My friend and neighbor, Abu Aardvark, has a great post today on the failures of US strategy for the current fighting in Lebanon.  By not pressing for a ceasefire immediately, the US has isolated itself as the sole supporter (in the sense that our inaction permits Israel to continue to press the fight) of the Israeli offensive.  It is rapidly becoming apparent that, if the fighting does not end soon, the US will face new obstacles in gaining cooperation of many states, both regional Arab states and others, on other issues of importance.  It is letting its global strategy – on the war on terrorism, on the long-term response to changing balances of power in East Asia, etc. – be dictated by the short term tactical needs of the Israeli military.  Not a very smart stance for a global power.

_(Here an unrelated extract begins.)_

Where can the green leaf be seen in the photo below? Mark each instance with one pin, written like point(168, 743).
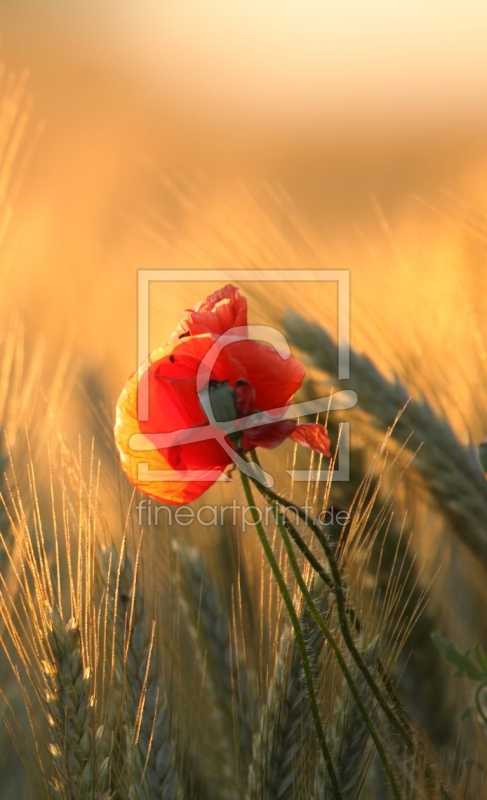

    Which brings me back to Sun Tzu.  The emerging political-diplomatic disaster suggests that the Israeli offensive is reaching its limits.  At some point, and I suspect this is going to happen fairly soon, US policymakers will come to realize that the war-fighting is contrary to American global interests and they will press Israel to stop bombing civilian (and UN!) targets and pull back within some sort of buffer zone in southern Lebanon. 

     If Israel persists, it will be prolonging the war in politically untenable ways, and that is where Sun Tzu comes in:

Thus, while we have heard of blundering swiftness in war, we have not yet seen a clever operation that was prolonged.

For there has never been a protracted war from which a country has benefited. (chapter 2.6,7)

    Perhaps we could argue about whether there has been a protracted war that has been successful – Mao Zedong certainly thought there was – but the key point here is that time matters in war-fighting.  And the political context of a war will determine if time is working against you or for you.  In the case of Israel, and by extension the US, even though the fighting has only lasted for two weeks or so, it may be crossing into the realm of "protracted."  Whatever advantages Israel may have had in a lightening strike are gone, the benefits of swift maneuvers have dissipated and the costs of protracted war now mount. 

   If they are reading their Sun Tzu, Israeli commanders may want to think about accepting that ceasefire offer, cutting their losses, and looking to their broader strategic goals.

     It may be going too far to say, but if Israel and the US do not recognize the perils of protracted fighting, they may be making a fundamental strategic mistake, a la Sun Tzu:

Thus, those unable to understand the dangers inherent in employing troops are equally unable to understand the advantageous ways of doing so.  (chapter 2.8)

UPDATE: it seems that the conservative blogosphere is also coming to the conclusion that a ceasefire should come sooner rather than later, as this Andrew Sullivan post demonstrates.